They're gonna be outside so I guess the smell won't matter so much and yeah hopefully late kits, when do people stop selling them roughly?


----------



## Ferret Guy (Aug 1, 2011)

curly131 said:


> They're gonna be outside so I guess the smell won't matter so much and yeah hopefully late kits, when do people stop selling them roughly?

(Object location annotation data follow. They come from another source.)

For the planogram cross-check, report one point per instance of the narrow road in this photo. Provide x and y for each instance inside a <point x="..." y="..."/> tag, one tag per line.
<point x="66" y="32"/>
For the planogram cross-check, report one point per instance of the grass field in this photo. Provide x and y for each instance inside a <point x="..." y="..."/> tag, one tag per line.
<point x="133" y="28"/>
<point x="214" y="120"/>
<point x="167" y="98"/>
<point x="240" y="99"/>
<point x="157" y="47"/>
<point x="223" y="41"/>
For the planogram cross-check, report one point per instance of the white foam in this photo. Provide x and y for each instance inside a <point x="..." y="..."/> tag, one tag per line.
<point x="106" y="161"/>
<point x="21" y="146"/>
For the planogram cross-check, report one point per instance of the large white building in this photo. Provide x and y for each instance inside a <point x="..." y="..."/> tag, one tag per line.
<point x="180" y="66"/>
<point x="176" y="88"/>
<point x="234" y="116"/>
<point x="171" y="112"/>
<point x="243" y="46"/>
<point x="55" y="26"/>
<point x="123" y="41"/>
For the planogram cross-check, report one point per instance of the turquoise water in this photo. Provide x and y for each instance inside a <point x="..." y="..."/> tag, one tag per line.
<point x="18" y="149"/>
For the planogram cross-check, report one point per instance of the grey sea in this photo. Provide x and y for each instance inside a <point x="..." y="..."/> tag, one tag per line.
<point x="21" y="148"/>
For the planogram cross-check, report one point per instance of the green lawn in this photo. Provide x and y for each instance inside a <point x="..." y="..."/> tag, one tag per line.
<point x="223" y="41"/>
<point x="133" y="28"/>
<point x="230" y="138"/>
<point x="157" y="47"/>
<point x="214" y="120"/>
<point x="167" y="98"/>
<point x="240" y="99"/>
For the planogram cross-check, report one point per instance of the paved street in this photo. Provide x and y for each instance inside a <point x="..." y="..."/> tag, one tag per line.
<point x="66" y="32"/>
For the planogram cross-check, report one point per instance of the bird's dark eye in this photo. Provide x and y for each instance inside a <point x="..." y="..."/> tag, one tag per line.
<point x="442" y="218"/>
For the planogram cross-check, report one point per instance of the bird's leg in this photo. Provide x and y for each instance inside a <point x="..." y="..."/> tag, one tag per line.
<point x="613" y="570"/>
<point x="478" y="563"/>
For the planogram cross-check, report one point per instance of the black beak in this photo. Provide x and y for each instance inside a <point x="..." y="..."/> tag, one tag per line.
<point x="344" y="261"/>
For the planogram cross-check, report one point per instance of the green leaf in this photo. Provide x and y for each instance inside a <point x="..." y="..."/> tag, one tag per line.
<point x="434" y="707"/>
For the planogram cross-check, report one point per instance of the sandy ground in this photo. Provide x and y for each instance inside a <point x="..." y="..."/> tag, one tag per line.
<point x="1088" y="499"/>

Round about now you will be seeing the last kits reaching 8 weeks old, when they are ready to go. They may well be outside, but honestly, unless you have smelled it you have no idea of its magnitude!!! The smell sticks to you as well and with males in season after handling it takes a good scrubbing with fairy liquid to rid your hands of the smell!!! hahaha
TBH If you are looking at getting ferrets this year, spend a week doing some intensive research and think about whether you will be able to give them forever homes and no one likes to see animals being given up over a bad decision. Get a book or two and speak to someone local who breeds ferrets about reserving some kits, although he will most likely say no as there are too many timewasters going about at the moment.
Your also going to want to make sure the hutch is out of direct sunlight and is protected from wind by some degree. The hutch should be as big as you can afford. The more space they have the better. You will also want to make sure you can easily access every corner of the hutch easily with a metal hand shovel, which btw you will need, as cleaning out becomes a chore when you cant get into the corners. They will for a fact, poo in the corner you cant reach just to keep you busy.
All the best
Josh


----------



## RedGex (Dec 29, 2007)

we have had 2 hobs for around 6yrs now and they have always got on well no fighting, HOWEVER! they both needed to be castrated as when they became sexually mature they constantly tried to mate each other and because of all the neck biting etc, they can end up red raw! once they were neutered this stopped straight away and there hasn't been any problems at all in the 6 last yrs, they are old boys now though (around 7yrs) so not as playful as they used to be! 
they are great pets, make sure you handle them every day from a young age, and its important to get other people to handle them as well, or they might "try their luck" with a cheeky nip to a newcomer! watch out for the "bog brush" tail, you know they are gonna get troublesome and playful then lol!


----------



## curly131 (Nov 26, 2011)

Haha naaaaa I'll be alright with the smell  I've built my own hutch and the base has lino screwed in, there'll also be tons of substrate on top of that so I'm hoping cleaning won't be such a problem. I do flick through books and some stuff on the Internet when I can so I know roughly what needs to be done to keep them happy and healthy. Once I've saved a bit of money I'll look into getting them neutered and such.


----------



## Ferret Guy (Aug 1, 2011)

curly131 said:


> Haha naaaaa I'll be alright with the smell  I've built my own hutch and the base has lino screwed in, there'll also be tons of substrate on top of that so I'm hoping cleaning won't be such a problem. I do flick through books and some stuff on the Internet when I can so I know roughly what needs to be done to keep them happy and healthy. Once I've saved a bit of money I'll look into getting them neutered and such.


On a last note before bed time, Lino will do your nut in eventually lol I'll talk to to you tomorrow haha :lol2:
Josh


----------